Скутаревский
Шрифт:
И, точно следуя генеральному изотермическому плану, солнце вдруг окуталось в мутное кашицеобразное облако. Лед и небо потускнели, подуло холодком, Черимов застегнул пальто; вспомнилось, что Федор Андреич настойчиво приглашал их обоих посетить открытие выставки, которую устраивал совместно с несколькими товарищами по судьбе и ремеслу. Ни от кого не было секретом, что его Л ы ж н и к а м, которые должны были стать центром общественного вниманья, моделью служили Женя и Черимов. Обоим это было в новинку - чужими глазами взглянуть на себя, и если бы даже знали о размолвке с художником, которую они унесут с вернисажа, все равно любопытство пересилило бы. Какой-то неостылый кусок давешнего солнца, волшебный его потенциал, еще держался в них. Они поехали на автобусе и всю дорогу, свирепо гримасничая, лопотали на каком-то забавном тарабарском наречии, которое придумалось само собою.
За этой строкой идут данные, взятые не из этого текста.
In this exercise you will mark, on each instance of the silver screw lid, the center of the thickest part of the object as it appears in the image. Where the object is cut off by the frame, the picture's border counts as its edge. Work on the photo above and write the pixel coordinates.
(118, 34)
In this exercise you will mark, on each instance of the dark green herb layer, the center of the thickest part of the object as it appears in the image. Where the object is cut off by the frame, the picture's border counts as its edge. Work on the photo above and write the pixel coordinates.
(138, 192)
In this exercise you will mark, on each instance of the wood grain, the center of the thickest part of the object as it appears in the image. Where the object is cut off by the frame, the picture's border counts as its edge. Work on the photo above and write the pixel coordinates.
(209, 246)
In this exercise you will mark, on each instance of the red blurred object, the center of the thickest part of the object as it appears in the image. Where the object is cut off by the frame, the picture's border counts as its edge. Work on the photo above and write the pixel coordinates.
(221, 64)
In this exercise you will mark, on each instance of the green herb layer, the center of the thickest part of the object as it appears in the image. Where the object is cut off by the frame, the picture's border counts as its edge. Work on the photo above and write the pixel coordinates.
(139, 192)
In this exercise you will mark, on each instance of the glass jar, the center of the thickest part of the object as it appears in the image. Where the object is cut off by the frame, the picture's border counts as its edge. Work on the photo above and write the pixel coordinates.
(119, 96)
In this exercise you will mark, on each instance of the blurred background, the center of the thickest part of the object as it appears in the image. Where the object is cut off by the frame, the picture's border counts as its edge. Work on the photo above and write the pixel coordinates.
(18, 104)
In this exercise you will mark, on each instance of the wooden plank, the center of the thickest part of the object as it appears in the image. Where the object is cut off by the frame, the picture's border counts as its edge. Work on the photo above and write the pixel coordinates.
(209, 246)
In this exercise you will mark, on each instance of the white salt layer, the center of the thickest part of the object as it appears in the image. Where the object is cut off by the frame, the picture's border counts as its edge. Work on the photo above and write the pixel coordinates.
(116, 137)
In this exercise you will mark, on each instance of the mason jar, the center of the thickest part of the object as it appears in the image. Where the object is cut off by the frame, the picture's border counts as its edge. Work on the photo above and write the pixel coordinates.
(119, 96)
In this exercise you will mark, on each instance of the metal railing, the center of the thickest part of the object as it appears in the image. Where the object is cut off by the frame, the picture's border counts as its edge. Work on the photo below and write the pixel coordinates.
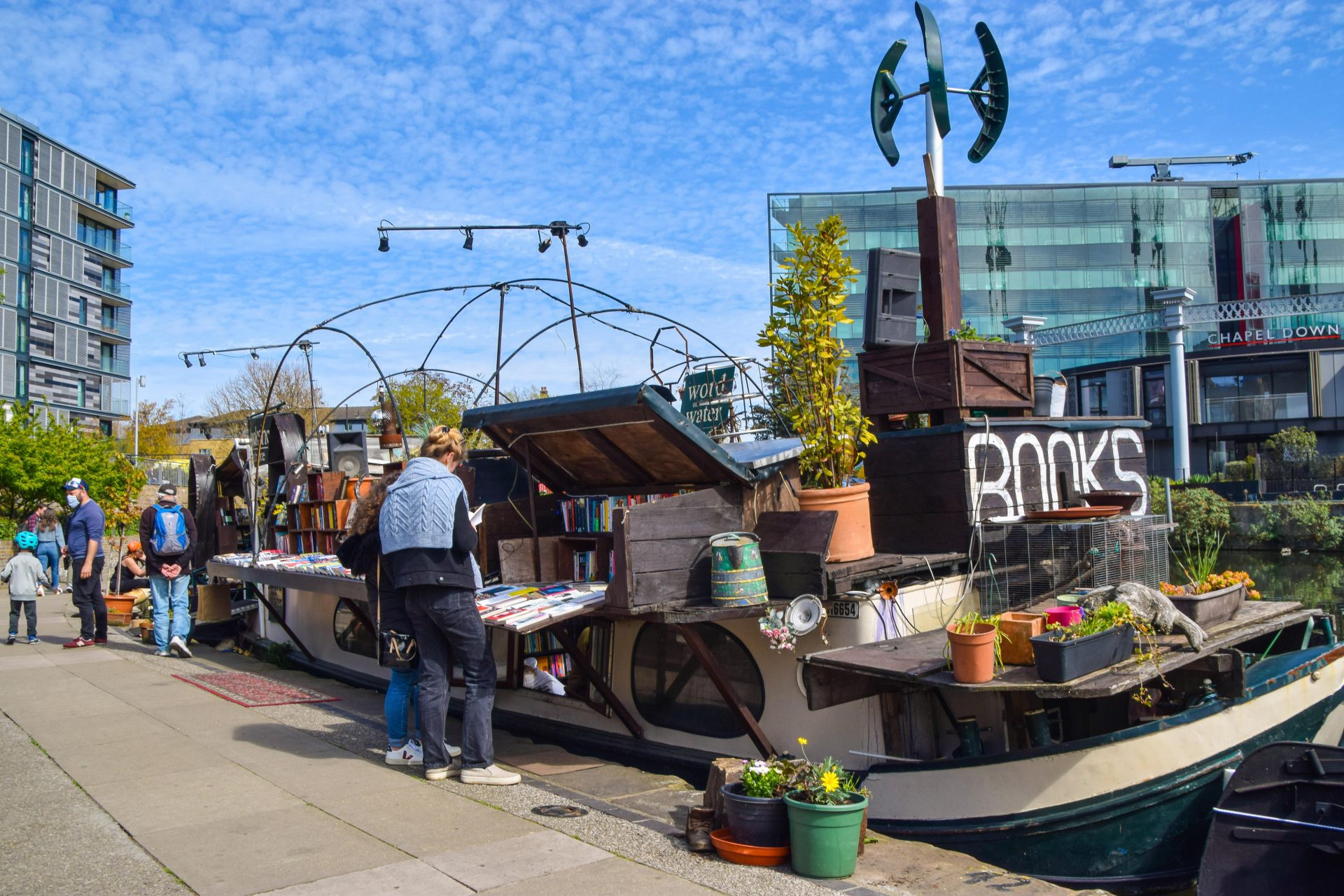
(1256, 407)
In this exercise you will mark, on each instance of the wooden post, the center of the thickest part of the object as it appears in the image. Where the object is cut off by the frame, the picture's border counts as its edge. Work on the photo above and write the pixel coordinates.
(726, 690)
(940, 269)
(597, 679)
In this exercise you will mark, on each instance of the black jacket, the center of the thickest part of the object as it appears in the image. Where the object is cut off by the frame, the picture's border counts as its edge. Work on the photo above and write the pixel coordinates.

Сухонькая старушка из породы тех, которые обмывают покойников и обожают постоять в очередях, востроносенькая и с кузовком, благоразумно отсела от них на другое место; почему-то это придало новой силы их беспричинному озорству.
...Они сразу увидели себя. Картина была огромна и по замыслу представляла эскиз одной из фресок, заказанных Кунаевым. Линия оврага композиционно делила холст по диагонали, и первое впечатление от нее было - движенье и еще уйма лиловатого, закатом подсвеченного снега. Близка была весна, в мглистой гуще можжевела потухала заря. В лесистую низинку, полную округлых сугробов, скользила лыжница. Она была прекрасна, и, волшебством гения, черный цвет ее свитера представлялся почти розовым. Длинное ее тело, утеряв равновесие, почти переломилось и напряглось; казалось - еще мгновенье, и она с разбегу зароется в этот белый хрустальный пух. И становилось ясно, что в небе, разлинованном киноварью и золотом, происходило лишь наивное подражанье этой скромной земной девушке... Сзади, согнувшись перед спуском туда же, в овраг, стоял юноша; возможно, Черимов и в действительности был когда-то таким; под белым, грубым тканьем его фуфайки угадывались великолепные, горячие мышцы, а на сумеречном снегу хищно чернели загнутые носки пьекс. Он ждал минуты, чтоб скользнуть вниз и там, где еще пылали снежные розаны в заячьих следах, поймать девушку. После изобилия в пореволюционной живописи батальных лубков, наивность которых равнялась их злободневности, радовал взгляд этот сверкающий апофеоз молодости и беспрестанного движения вперед. И уж во всяком случае никто до Федора Скутаревского, исключая разве фламандцев, холсты которых весят многие старинные пуды, не давал такого буйного и легкого торжества одушевленной материи...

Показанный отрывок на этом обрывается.